The correct application of the rules based on the place of supply of services relies mainly on the status of the customer as a taxable person or non-taxable person, and on the capacity in which he is acting.

====EU established customer====
As mentioned in Art. 18 No. 1a of the Regulation a customer can be assumed as being a taxable person if the customer has communicated his VAT number and the supplier obtains confirmation of the validity of that identification number. The validity can be checked at the web site of the European Commission.
Where the customer has not received a VAT number yet (Art. 18 No. 1b Reg.) the supplier shall obtain any other proof which demonstrates that the customer is a taxable person; and the supplier carries out a reasonable level of verification of the accuracy of the information.
In accordance with Art. 18 No. 2 of the Regulation the customer is a non-taxable person if no identification number is provided.

====Customer established outside EU====
According to Art. 18 Nr. 3a of the Regulation the customer can be regarded as a taxable person if he provides to the supplier a certificate issued by the competent tax authorities that the customer is engaged in economic activities in order to enable him to obtain a refund of VAT. If no such document is available the customer should provide to the supplier:
- VAT number or similar number; or
- any other proof that the customer is a taxable person, and
- the supplier carries out a reasonable level of verification of the accuracy of the information provided by the customer (cf. Art. 18 Nr. 3b Reg.).
The improvement of those provisions for the suppliers is to reduce the VAT risk and strengthen the cases where the supplier acts in good faith.

====Capacity of the customer====
For the purpose of determining the place of supply in accordance with Art. 44 (Business-to-Business transactions) and Art. 45 (Business-to-Consumer transactions) of the VAT Directive, Art 19 of the Regulation clarifies that taxable persons or legal persons deemed to be taxable persons who receive services exclusively for private use, including by their staff, shall be regarded as non taxable persons.

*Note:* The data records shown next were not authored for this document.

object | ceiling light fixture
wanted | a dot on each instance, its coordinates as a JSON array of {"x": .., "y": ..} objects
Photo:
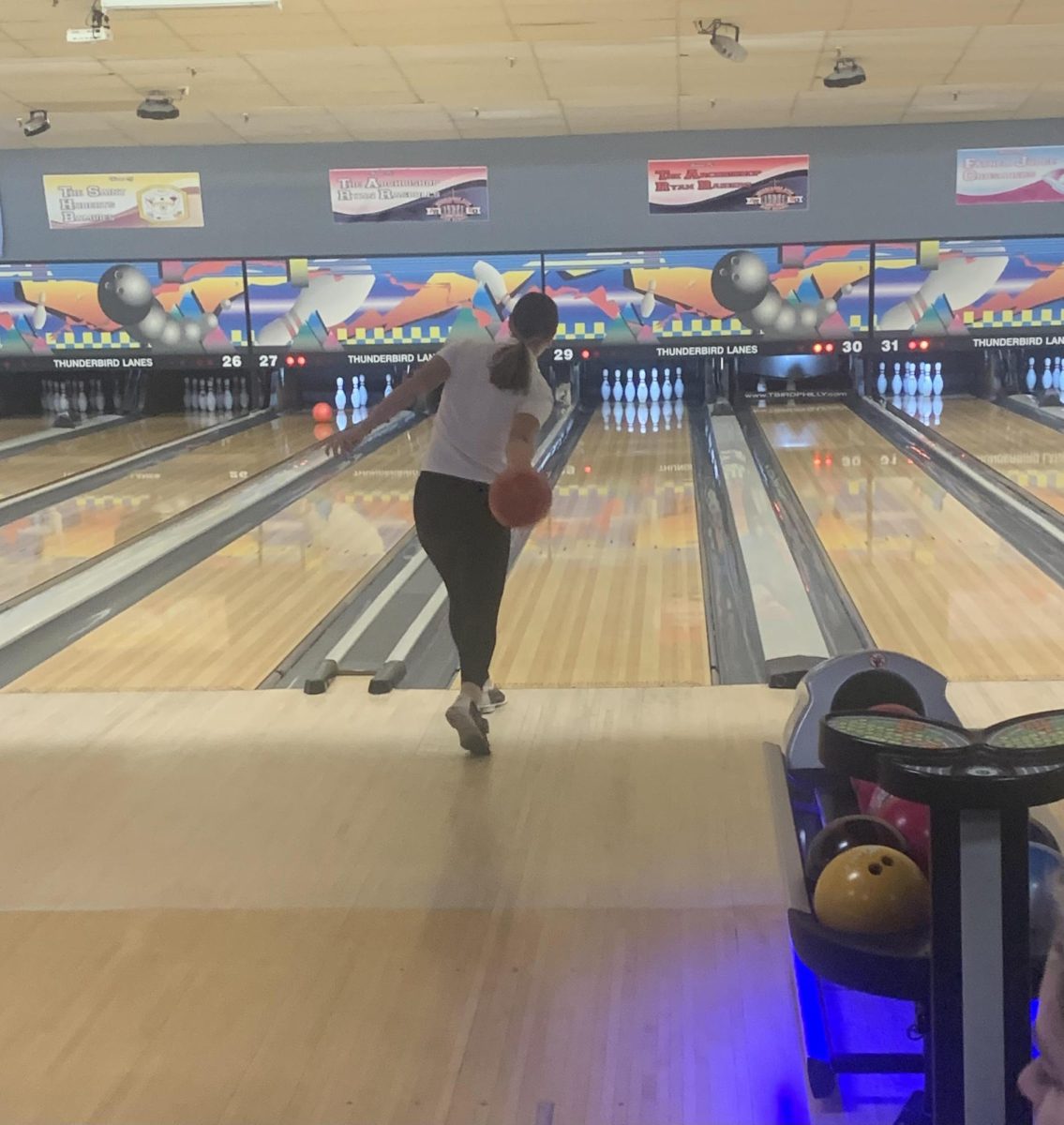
[
  {"x": 726, "y": 43},
  {"x": 846, "y": 72},
  {"x": 38, "y": 123},
  {"x": 157, "y": 107}
]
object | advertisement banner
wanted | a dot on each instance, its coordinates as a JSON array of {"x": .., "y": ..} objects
[
  {"x": 727, "y": 184},
  {"x": 409, "y": 195},
  {"x": 124, "y": 200},
  {"x": 1011, "y": 175}
]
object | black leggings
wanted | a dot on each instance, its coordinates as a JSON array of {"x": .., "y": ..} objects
[{"x": 471, "y": 549}]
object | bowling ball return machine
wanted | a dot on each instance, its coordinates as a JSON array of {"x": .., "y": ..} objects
[{"x": 980, "y": 787}]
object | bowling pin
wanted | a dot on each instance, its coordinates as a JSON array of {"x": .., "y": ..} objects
[
  {"x": 646, "y": 307},
  {"x": 336, "y": 299}
]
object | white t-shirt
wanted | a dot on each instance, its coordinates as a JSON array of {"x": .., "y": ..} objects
[{"x": 472, "y": 425}]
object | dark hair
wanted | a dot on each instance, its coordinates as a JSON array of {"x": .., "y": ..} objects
[{"x": 533, "y": 320}]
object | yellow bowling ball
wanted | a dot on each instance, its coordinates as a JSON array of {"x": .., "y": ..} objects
[{"x": 873, "y": 890}]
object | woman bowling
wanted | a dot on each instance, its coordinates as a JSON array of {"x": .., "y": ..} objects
[{"x": 493, "y": 404}]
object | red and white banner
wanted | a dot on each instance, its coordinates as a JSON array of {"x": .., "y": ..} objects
[
  {"x": 727, "y": 184},
  {"x": 412, "y": 195},
  {"x": 124, "y": 200},
  {"x": 1012, "y": 175}
]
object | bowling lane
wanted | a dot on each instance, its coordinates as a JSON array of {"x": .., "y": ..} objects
[
  {"x": 229, "y": 622},
  {"x": 60, "y": 537},
  {"x": 928, "y": 578},
  {"x": 50, "y": 462},
  {"x": 607, "y": 591},
  {"x": 1026, "y": 453}
]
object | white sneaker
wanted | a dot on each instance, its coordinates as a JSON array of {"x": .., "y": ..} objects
[
  {"x": 491, "y": 698},
  {"x": 472, "y": 728}
]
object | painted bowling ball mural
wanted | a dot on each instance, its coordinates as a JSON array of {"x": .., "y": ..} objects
[
  {"x": 652, "y": 297},
  {"x": 742, "y": 282},
  {"x": 186, "y": 308},
  {"x": 126, "y": 297}
]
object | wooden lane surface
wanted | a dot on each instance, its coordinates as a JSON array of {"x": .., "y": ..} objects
[
  {"x": 46, "y": 464},
  {"x": 928, "y": 578},
  {"x": 270, "y": 908},
  {"x": 1026, "y": 453},
  {"x": 607, "y": 591},
  {"x": 60, "y": 537},
  {"x": 227, "y": 622},
  {"x": 22, "y": 427}
]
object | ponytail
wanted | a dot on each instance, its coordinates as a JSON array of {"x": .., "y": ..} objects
[
  {"x": 511, "y": 367},
  {"x": 533, "y": 321}
]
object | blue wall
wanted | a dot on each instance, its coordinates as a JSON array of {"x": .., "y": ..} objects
[{"x": 550, "y": 192}]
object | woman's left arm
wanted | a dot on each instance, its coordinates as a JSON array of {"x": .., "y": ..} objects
[{"x": 423, "y": 382}]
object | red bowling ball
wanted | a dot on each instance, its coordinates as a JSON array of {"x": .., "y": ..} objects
[{"x": 913, "y": 821}]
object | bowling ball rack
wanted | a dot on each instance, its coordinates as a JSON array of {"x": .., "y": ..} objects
[
  {"x": 980, "y": 787},
  {"x": 905, "y": 968}
]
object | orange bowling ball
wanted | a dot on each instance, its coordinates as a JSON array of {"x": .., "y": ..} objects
[
  {"x": 873, "y": 890},
  {"x": 519, "y": 498}
]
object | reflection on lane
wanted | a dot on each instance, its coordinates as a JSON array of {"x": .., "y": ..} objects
[
  {"x": 608, "y": 589},
  {"x": 50, "y": 462},
  {"x": 57, "y": 538},
  {"x": 927, "y": 575},
  {"x": 1026, "y": 453},
  {"x": 230, "y": 620}
]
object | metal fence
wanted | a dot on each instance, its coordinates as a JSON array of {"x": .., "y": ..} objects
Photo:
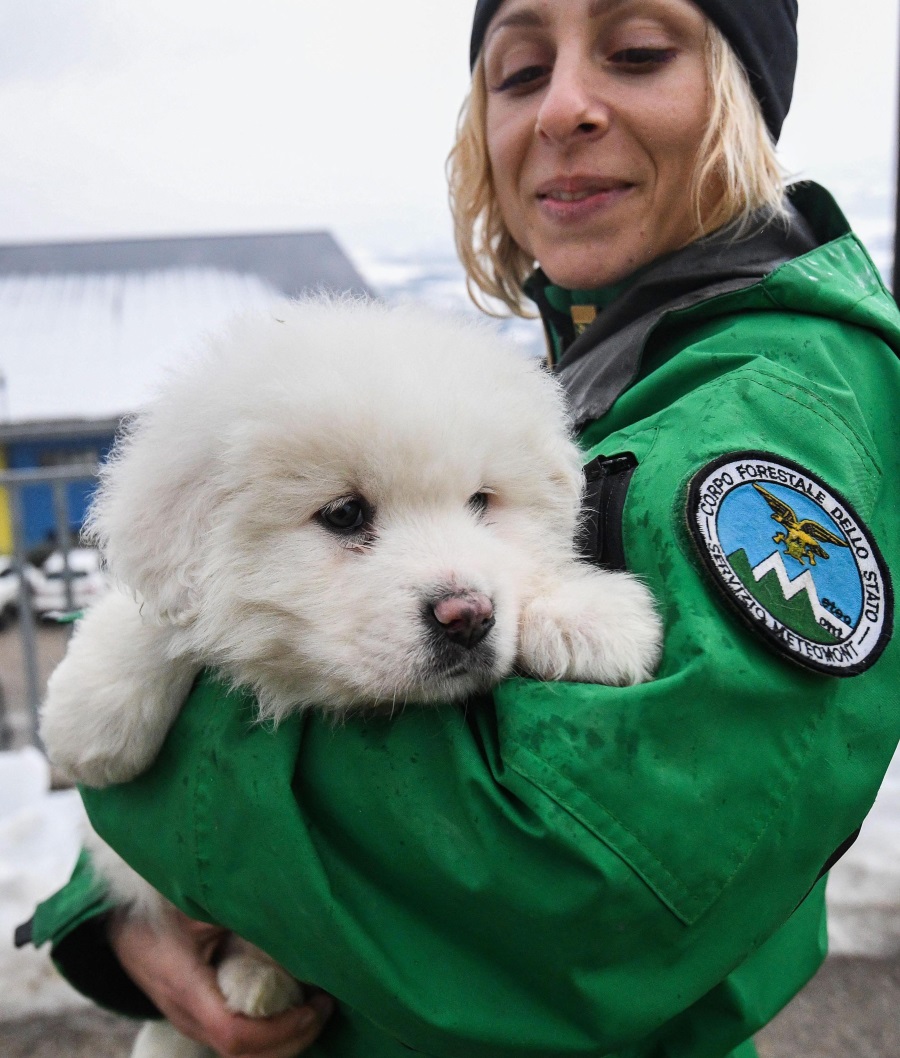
[{"x": 16, "y": 481}]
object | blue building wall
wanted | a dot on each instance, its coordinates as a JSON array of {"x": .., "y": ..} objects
[{"x": 37, "y": 499}]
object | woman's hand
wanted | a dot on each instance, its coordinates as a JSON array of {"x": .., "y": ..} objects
[{"x": 172, "y": 964}]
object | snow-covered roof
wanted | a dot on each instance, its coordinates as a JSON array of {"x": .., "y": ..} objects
[{"x": 87, "y": 330}]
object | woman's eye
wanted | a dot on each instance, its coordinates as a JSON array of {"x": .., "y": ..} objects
[
  {"x": 521, "y": 78},
  {"x": 346, "y": 515},
  {"x": 478, "y": 503},
  {"x": 642, "y": 59}
]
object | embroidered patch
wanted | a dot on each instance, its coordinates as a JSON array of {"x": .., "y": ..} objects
[{"x": 794, "y": 559}]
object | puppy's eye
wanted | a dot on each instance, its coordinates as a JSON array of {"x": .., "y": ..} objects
[
  {"x": 347, "y": 515},
  {"x": 478, "y": 503}
]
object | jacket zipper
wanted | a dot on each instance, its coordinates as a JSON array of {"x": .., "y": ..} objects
[{"x": 606, "y": 486}]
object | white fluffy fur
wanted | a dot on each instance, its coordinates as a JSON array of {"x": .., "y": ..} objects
[{"x": 207, "y": 516}]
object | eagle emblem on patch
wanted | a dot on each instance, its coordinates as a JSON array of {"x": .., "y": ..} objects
[{"x": 794, "y": 559}]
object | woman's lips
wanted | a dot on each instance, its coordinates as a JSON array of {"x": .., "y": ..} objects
[{"x": 574, "y": 199}]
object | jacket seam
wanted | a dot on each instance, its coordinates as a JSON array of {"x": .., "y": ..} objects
[
  {"x": 852, "y": 436},
  {"x": 579, "y": 816}
]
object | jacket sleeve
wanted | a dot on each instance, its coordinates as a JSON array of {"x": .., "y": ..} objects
[
  {"x": 571, "y": 869},
  {"x": 74, "y": 923}
]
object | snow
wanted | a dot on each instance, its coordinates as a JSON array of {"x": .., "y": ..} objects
[
  {"x": 40, "y": 834},
  {"x": 90, "y": 346}
]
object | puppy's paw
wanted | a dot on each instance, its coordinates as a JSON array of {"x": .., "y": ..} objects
[
  {"x": 593, "y": 627},
  {"x": 111, "y": 700},
  {"x": 159, "y": 1039},
  {"x": 254, "y": 985},
  {"x": 95, "y": 746}
]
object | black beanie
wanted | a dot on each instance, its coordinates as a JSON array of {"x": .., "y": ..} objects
[{"x": 763, "y": 34}]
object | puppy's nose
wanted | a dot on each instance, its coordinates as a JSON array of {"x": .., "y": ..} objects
[{"x": 465, "y": 617}]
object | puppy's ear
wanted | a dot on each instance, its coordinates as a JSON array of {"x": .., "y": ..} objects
[{"x": 152, "y": 514}]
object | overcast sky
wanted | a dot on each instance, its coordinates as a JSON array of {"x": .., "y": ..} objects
[{"x": 158, "y": 116}]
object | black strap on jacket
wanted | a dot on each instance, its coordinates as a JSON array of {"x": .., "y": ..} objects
[{"x": 606, "y": 485}]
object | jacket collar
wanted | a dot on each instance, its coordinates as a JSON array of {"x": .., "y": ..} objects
[{"x": 597, "y": 365}]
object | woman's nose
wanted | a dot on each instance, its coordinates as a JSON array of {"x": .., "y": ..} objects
[{"x": 571, "y": 106}]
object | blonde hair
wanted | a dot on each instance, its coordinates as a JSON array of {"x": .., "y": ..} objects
[{"x": 736, "y": 174}]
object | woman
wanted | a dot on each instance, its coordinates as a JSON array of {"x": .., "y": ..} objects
[{"x": 580, "y": 870}]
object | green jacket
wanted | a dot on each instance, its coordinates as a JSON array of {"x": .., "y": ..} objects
[{"x": 574, "y": 870}]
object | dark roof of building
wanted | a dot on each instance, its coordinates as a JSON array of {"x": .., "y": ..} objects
[{"x": 294, "y": 262}]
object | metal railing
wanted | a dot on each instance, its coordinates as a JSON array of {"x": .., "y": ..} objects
[{"x": 15, "y": 481}]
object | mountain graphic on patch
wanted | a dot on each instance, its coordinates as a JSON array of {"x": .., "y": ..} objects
[
  {"x": 793, "y": 602},
  {"x": 794, "y": 559}
]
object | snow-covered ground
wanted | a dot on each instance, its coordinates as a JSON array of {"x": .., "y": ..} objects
[{"x": 39, "y": 837}]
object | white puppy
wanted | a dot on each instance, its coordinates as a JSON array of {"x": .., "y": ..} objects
[{"x": 341, "y": 505}]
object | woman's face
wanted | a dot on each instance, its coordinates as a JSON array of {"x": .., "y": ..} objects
[{"x": 595, "y": 112}]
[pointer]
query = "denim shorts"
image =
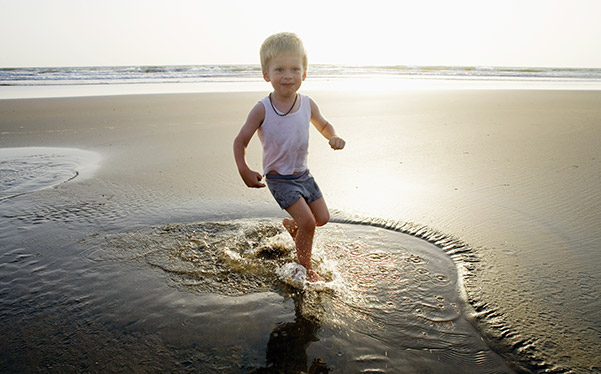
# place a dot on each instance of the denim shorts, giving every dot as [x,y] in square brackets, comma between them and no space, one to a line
[287,189]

===Definition of the concept of admission to cultural events (Art. 32-33 Reg.)===

Art. 32 and Art. 33 of the Regulation define the right of admission within the meaning of Art. 53 of the VAT Directive to cultural and similar events and services. The Regulation distinguishes between services in respect of admission to events (cf. Art. 32 Reg.) and the ancillary services (cf. Art. 33 Reg.).
Art. 32 of the Regulation shall be applicable for the therein specified services except the use of facilities such as gymnastics halls and suchlike, in exchange for the payment of a fee (cf. Art. 32 No. 3 Reg.).
Art. 33 of the Regulation includes services which are directly related to admission to events and includes in particular the use of sanitary facilities but shall not include mere intermediary services relating to the sale of tickets.

==Advantages and disadvantages==

- The Regulation provides more clarity concerning special concepts of the VAT Directive, which was necessary in respect to a uniform application within the European Union.
- The Implementing Regulation is a sign for the inexactitude of the legislator when drafting the VAT Directive. The resulting inadequacies are intended to be corrected by the presented Regulation.
- Furthermore, the Implementing Regulation – being an equal regulation in comparison to the VAT Directive – will not lead to a better transparency or overview. In most cases it would have been wiser to transform the VAT Directive itself in respect to the necessary changes.